How to tag log files in filebeat for logstash ingestion?

If I have several different log files in a directory, and I'm wanting to forward them to logstash for grok'ing and buffering, and then to downstream Elasticsearch.

As the files are coming out of Filebeat, how do I tag them with something so that logstash knows which filter to apply?

So if I have:

paths:
       - /path/to/logs/access.log
       - /path/to/other/logs/errors.log

What do I do with the beats input within logstash that allows me to send the right logs to the right grok filter?

3 Likes

You can add custom fields to the events that you can then use to conditional filtering in Logstash.

You can define multiple prospectors in the Filebeat configuration. So group the files that need the same processing under the same prospector so that the same custom fields are added.

1 Like

So to do this, I would need to define multiple prospectors?

I was really hoping that I could define the paths, and then be able to use some sort of macro/variable within the fields variable. So something like:

paths:

  • /path/to/logs/access.log
  • /path/to/other/logs/errors.log
    fields: %{filename}

Where the field coming across the wire for each beat would be 'access.log' and 'errors.log'.

If you want to apply conditional filtering based on the filename then use the source field.

Would the alternative (the custom fields method you suggested, using multiple prospectors) look something like this?

filebeat:
    prospectors:
      -
         paths:
             - /path/to/logs/access.log
         fields:  {log_type: access}
      - 
         paths:
             - /path/to/other/logs/errors.log
         fields: {log_type: errors}

If so, what are the options on the logstash side for setting the field type in the 'input' for beats, so that I can tag appropriately, so that my filter easily directs each message to the appropriate grok (I'm still learning about the macros available)?

I could see wanting do say something like:

input {
    beats {
        port => 5044
        type => %{log_type}
    }
}

Thanks for your help, by the way.
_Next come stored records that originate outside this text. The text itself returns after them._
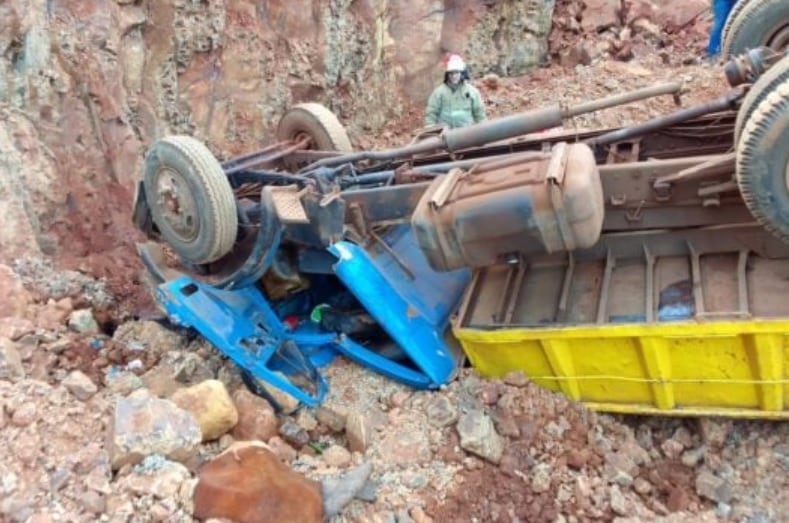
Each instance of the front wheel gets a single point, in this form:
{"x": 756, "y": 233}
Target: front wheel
{"x": 190, "y": 199}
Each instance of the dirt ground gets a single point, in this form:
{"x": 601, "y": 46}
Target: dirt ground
{"x": 560, "y": 462}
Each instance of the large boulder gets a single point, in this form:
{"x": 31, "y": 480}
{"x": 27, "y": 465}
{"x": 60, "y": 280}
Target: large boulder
{"x": 210, "y": 404}
{"x": 247, "y": 483}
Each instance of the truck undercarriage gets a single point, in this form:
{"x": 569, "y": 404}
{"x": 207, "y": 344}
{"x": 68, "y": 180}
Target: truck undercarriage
{"x": 285, "y": 257}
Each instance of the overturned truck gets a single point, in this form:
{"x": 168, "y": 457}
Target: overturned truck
{"x": 639, "y": 269}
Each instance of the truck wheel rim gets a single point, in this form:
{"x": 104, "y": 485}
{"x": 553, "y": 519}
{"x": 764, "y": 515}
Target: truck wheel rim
{"x": 176, "y": 204}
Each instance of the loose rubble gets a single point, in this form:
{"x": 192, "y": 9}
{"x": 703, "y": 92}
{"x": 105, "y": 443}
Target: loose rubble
{"x": 109, "y": 416}
{"x": 165, "y": 438}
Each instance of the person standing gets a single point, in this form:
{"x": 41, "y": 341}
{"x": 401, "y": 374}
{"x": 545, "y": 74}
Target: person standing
{"x": 455, "y": 103}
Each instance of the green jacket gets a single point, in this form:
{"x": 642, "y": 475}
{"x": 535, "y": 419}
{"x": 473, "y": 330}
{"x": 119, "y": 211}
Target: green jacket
{"x": 454, "y": 107}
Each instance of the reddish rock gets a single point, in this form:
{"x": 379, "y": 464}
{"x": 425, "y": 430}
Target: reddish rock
{"x": 676, "y": 14}
{"x": 600, "y": 15}
{"x": 248, "y": 484}
{"x": 678, "y": 499}
{"x": 256, "y": 417}
{"x": 15, "y": 297}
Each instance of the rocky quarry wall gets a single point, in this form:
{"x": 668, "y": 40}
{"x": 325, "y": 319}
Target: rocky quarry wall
{"x": 86, "y": 85}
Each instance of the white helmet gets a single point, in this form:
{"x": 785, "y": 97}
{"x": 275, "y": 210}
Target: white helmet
{"x": 455, "y": 63}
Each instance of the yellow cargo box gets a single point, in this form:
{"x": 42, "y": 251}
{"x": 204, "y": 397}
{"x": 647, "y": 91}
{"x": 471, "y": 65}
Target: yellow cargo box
{"x": 645, "y": 327}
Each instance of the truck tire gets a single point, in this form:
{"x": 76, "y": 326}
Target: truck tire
{"x": 733, "y": 14}
{"x": 757, "y": 23}
{"x": 190, "y": 198}
{"x": 763, "y": 162}
{"x": 764, "y": 85}
{"x": 317, "y": 122}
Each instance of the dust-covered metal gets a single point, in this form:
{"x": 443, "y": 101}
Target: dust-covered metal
{"x": 368, "y": 253}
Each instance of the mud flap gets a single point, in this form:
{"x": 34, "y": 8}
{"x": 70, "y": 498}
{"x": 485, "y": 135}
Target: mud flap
{"x": 412, "y": 302}
{"x": 243, "y": 326}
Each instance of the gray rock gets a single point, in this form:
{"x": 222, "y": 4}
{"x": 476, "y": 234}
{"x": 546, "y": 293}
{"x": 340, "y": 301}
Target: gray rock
{"x": 192, "y": 369}
{"x": 712, "y": 487}
{"x": 82, "y": 321}
{"x": 723, "y": 510}
{"x": 10, "y": 361}
{"x": 92, "y": 501}
{"x": 692, "y": 457}
{"x": 516, "y": 379}
{"x": 293, "y": 434}
{"x": 642, "y": 486}
{"x": 333, "y": 417}
{"x": 142, "y": 426}
{"x": 80, "y": 385}
{"x": 618, "y": 502}
{"x": 441, "y": 412}
{"x": 358, "y": 432}
{"x": 338, "y": 491}
{"x": 714, "y": 431}
{"x": 541, "y": 478}
{"x": 479, "y": 436}
{"x": 152, "y": 336}
{"x": 122, "y": 383}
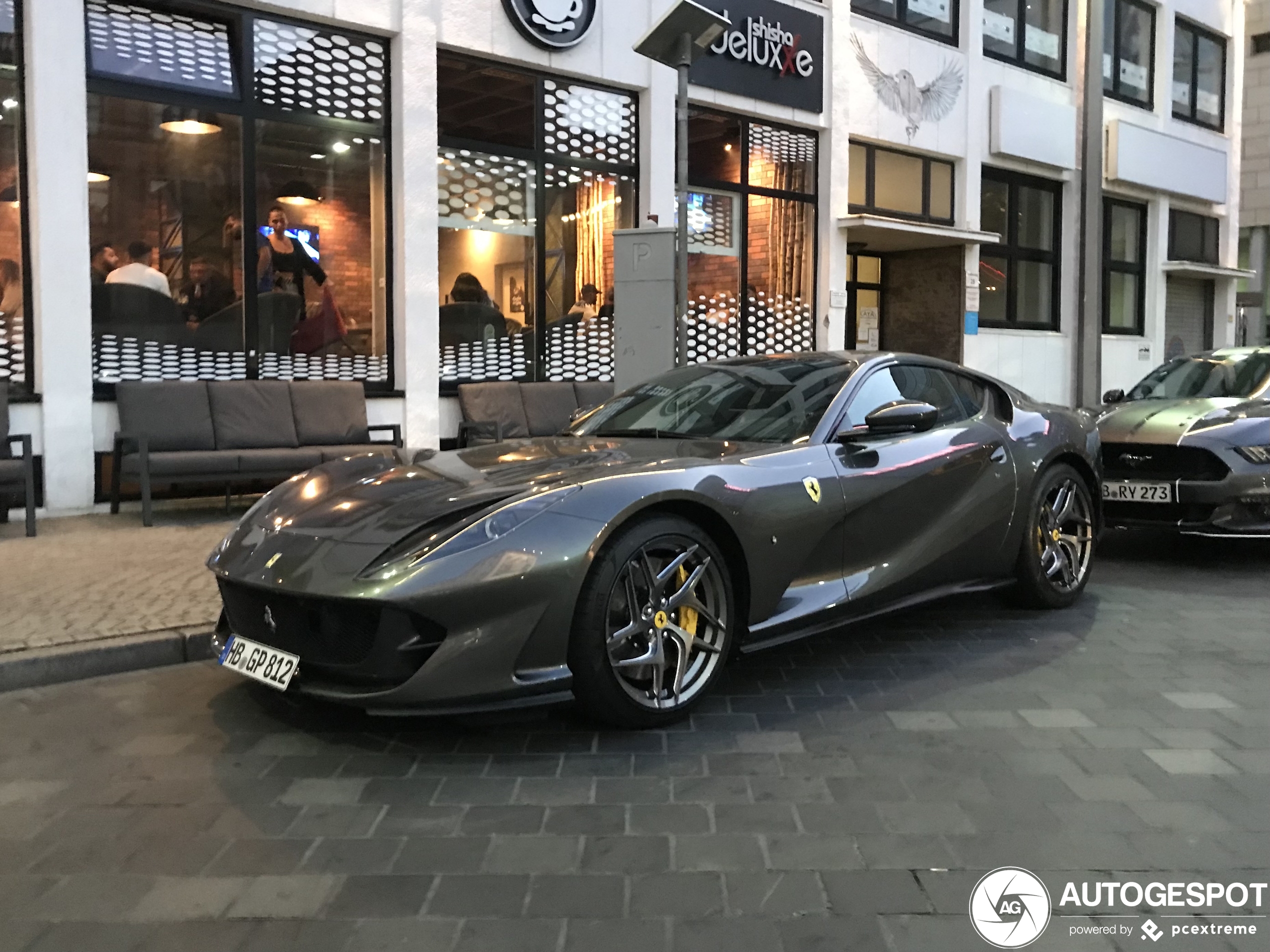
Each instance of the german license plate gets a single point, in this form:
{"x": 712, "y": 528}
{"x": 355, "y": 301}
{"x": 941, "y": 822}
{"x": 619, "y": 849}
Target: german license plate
{"x": 260, "y": 662}
{"x": 1138, "y": 492}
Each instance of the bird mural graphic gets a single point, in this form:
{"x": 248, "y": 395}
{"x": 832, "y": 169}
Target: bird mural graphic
{"x": 902, "y": 95}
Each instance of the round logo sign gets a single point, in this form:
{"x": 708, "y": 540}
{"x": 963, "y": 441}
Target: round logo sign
{"x": 553, "y": 24}
{"x": 1010, "y": 908}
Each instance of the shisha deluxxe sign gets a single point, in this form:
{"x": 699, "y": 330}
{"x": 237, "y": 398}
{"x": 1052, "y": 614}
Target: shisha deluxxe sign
{"x": 772, "y": 51}
{"x": 552, "y": 24}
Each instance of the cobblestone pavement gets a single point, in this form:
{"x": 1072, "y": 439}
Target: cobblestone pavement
{"x": 838, "y": 794}
{"x": 94, "y": 577}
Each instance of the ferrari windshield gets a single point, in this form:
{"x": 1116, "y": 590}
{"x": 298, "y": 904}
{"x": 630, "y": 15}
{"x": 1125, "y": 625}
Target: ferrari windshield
{"x": 1230, "y": 375}
{"x": 766, "y": 400}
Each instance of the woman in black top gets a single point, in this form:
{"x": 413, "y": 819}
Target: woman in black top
{"x": 284, "y": 260}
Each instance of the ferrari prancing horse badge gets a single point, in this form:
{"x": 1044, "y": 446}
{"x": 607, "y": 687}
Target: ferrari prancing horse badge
{"x": 813, "y": 488}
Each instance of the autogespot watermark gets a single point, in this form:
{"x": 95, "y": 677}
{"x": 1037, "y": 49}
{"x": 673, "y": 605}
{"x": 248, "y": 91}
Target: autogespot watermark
{"x": 1010, "y": 908}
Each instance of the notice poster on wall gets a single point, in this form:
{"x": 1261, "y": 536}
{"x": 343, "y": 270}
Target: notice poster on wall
{"x": 866, "y": 328}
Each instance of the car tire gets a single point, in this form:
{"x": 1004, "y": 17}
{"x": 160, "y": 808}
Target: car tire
{"x": 608, "y": 681}
{"x": 1056, "y": 555}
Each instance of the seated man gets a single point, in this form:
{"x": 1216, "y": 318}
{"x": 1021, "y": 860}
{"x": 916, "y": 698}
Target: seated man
{"x": 206, "y": 292}
{"x": 138, "y": 271}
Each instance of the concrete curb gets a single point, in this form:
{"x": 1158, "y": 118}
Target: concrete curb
{"x": 90, "y": 659}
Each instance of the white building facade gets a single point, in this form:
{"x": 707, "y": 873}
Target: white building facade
{"x": 897, "y": 175}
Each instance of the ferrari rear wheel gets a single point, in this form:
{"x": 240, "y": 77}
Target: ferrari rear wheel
{"x": 653, "y": 626}
{"x": 1058, "y": 544}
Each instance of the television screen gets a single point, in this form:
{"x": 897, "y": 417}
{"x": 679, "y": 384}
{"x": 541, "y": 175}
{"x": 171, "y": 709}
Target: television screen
{"x": 305, "y": 234}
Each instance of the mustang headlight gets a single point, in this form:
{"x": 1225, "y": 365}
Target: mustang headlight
{"x": 487, "y": 528}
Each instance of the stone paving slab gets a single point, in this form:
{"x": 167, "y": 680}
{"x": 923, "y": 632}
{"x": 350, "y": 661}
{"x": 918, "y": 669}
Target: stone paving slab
{"x": 845, "y": 793}
{"x": 97, "y": 577}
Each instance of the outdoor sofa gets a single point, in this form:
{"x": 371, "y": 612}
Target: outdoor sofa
{"x": 507, "y": 410}
{"x": 226, "y": 432}
{"x": 17, "y": 474}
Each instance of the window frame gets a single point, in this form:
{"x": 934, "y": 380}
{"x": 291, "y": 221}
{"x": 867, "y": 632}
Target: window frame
{"x": 250, "y": 111}
{"x": 540, "y": 156}
{"x": 1020, "y": 57}
{"x": 1198, "y": 32}
{"x": 1150, "y": 106}
{"x": 901, "y": 23}
{"x": 1009, "y": 248}
{"x": 870, "y": 207}
{"x": 1206, "y": 220}
{"x": 744, "y": 189}
{"x": 1138, "y": 268}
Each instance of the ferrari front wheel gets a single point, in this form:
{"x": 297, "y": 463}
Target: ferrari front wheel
{"x": 1057, "y": 550}
{"x": 653, "y": 626}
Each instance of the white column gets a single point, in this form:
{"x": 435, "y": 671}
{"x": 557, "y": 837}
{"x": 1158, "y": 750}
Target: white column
{"x": 414, "y": 186}
{"x": 58, "y": 174}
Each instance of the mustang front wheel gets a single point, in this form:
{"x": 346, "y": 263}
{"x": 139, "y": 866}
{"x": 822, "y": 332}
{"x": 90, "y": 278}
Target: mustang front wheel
{"x": 653, "y": 626}
{"x": 1058, "y": 542}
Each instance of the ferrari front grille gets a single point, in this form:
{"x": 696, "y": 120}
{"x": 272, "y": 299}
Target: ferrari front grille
{"x": 1158, "y": 461}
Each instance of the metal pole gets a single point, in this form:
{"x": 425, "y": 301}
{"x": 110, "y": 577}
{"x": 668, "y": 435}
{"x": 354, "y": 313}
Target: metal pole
{"x": 681, "y": 187}
{"x": 1088, "y": 353}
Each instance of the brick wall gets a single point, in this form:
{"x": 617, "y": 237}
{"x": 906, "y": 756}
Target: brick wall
{"x": 924, "y": 296}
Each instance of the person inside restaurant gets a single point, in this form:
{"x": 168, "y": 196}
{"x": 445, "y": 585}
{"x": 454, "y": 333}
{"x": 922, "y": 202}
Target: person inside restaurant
{"x": 104, "y": 260}
{"x": 469, "y": 316}
{"x": 138, "y": 271}
{"x": 206, "y": 292}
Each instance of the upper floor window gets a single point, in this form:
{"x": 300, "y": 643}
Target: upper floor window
{"x": 1039, "y": 43}
{"x": 1124, "y": 267}
{"x": 1200, "y": 75}
{"x": 1019, "y": 283}
{"x": 932, "y": 18}
{"x": 898, "y": 183}
{"x": 1193, "y": 238}
{"x": 1128, "y": 51}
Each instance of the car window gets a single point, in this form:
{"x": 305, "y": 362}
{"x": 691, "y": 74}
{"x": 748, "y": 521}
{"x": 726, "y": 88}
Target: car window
{"x": 907, "y": 382}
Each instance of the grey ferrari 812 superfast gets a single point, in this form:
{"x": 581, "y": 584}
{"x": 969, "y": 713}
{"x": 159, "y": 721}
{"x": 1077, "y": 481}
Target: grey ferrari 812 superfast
{"x": 716, "y": 508}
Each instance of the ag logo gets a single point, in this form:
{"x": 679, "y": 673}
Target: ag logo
{"x": 552, "y": 24}
{"x": 813, "y": 488}
{"x": 1010, "y": 908}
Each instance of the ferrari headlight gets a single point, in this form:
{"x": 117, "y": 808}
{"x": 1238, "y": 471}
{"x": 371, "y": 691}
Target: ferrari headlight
{"x": 486, "y": 530}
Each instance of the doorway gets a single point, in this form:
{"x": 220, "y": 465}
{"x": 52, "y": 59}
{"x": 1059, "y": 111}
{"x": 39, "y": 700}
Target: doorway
{"x": 864, "y": 302}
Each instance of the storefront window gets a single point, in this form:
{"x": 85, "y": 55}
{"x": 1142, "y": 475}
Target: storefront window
{"x": 198, "y": 272}
{"x": 901, "y": 184}
{"x": 1019, "y": 277}
{"x": 1124, "y": 267}
{"x": 1128, "y": 51}
{"x": 1042, "y": 42}
{"x": 16, "y": 344}
{"x": 526, "y": 230}
{"x": 1200, "y": 75}
{"x": 751, "y": 239}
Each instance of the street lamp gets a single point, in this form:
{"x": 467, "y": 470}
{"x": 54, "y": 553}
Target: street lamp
{"x": 680, "y": 37}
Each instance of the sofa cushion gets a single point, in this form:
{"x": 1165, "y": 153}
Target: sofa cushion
{"x": 356, "y": 450}
{"x": 548, "y": 407}
{"x": 184, "y": 462}
{"x": 494, "y": 401}
{"x": 13, "y": 474}
{"x": 330, "y": 413}
{"x": 252, "y": 414}
{"x": 592, "y": 393}
{"x": 272, "y": 461}
{"x": 170, "y": 414}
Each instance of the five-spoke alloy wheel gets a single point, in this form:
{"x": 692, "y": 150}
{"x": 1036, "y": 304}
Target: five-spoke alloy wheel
{"x": 653, "y": 626}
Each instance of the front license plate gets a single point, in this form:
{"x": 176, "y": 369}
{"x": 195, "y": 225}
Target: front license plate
{"x": 1137, "y": 492}
{"x": 260, "y": 662}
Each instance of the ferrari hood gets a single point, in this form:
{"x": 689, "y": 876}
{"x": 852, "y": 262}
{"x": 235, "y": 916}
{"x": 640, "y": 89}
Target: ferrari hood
{"x": 1169, "y": 422}
{"x": 371, "y": 502}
I haven't been able to find any explicit examples on how to handle sending messages from beats to logstash, where logstash will handle the grok and parsing into JSON for downstream Elastic.

Digging deeper, it seems like I should be able to say:

type => "%{[@metadata][log_type]}"

or would it be

type =>"%{[log_type]}"

Or if I were trying to use the source field, using:

type => "%{[@metadata][source]}"

Does that look right? Is that how I would access a field within logstash, so that I can appropriately type the data within the input?

The first part is correct on its own, but you may want to change it based on how you intend to write your Logstash config.

The second part won't work. You cannot override the type field once it's set. This is documented here. If you want to change the type then set document_type: access in your Filebeat configuration.

Here's an example Logstash config based on the Filebeat config you gave:

Filebeat:

filebeat:
  prospectors:
    - paths:
        - /path/to/logs/access.log
      fields:  {log_type: access}
    -   
      paths:
        - /path/to/other/logs/errors.log
      fields: {log_type: errors}

Logstash:

input {
  beats {
    port => 5044
  }
}

filter {
  if [fields][log_type] == "access" {
    mutate {
      add_field => { "foo" => "var" }
    }
  }
}

output {
  stdout { codec => rubydebug{} }
}
4 Likes

Thank you so much. That will work!

I'm guessing this is related to the {dynamic_type} in the template file? Is there no way to dynamically set that type based upon the file input? Would I need to create a separate mapping for each of the different log types, identify those mappings in the yml file, and then do it that way?

In the end, with what you've shown me, I don't think it matters much. As long as I can quickly filter and grok based upon the incoming message type, then I'm fine. I'm just trying to learn a little more about how filebeat works at this point.

No, it is because the logstash-beats-input doesn't allow it to be overridden if it's already set.

In Filebeat you can use document_type: mytype on a per prospector basis. And in Logstash there are many ways to do this. My personal preference would be set type at the source using document_type. But here's an arbitrary Logstash example.

filter {
  if ([source] =~ /access.log$/) {
    mutate {
      replace => {
        "[@metadata][type]" => "access"
        "[type]" => "access"
      }
    }
  }

The provided index template will handle this assuming you are writing all these types to a filebeat-* index.

hi , i was new to elk was trying to figure out , how can i differentiate multiple files
/var/log/kakfa/*.log
these are the files i have in that path
controller.log kafka-authorizer.log kafkaServer-gc.log log-cleaner.log state-change.log controller.log controller.log kafka-request.log server.log

filebeat::
filebeat.prospectors:

  • input_type: log
    • /var/log/kafka/*.log

Logstash::

input {
beats {
port => 5044
tags => [ "kafka" ]
}

output {

if "kafka" in [tags] {
    elasticsearch {
        action => "index"
        hosts => "elasticsearch:port"
        index    => "kafka"

    }
}

bob-bza,

your config worked for me but what if you have multiple paths configured in filebeats and you want to have a separate index for each path?

For example what if I have this in my filebeat.yml:

filebeat::
filebeat.prospectors:
input_type: log
/var/log/kafka/.log
/var/log/message

Then how do I configure my logstash config file so that the kafka logs will be associated to the "kafka" index and the message logs will be associated to "message" index?

For your case you can use multiple prospectors and define fields / tags for each prospector.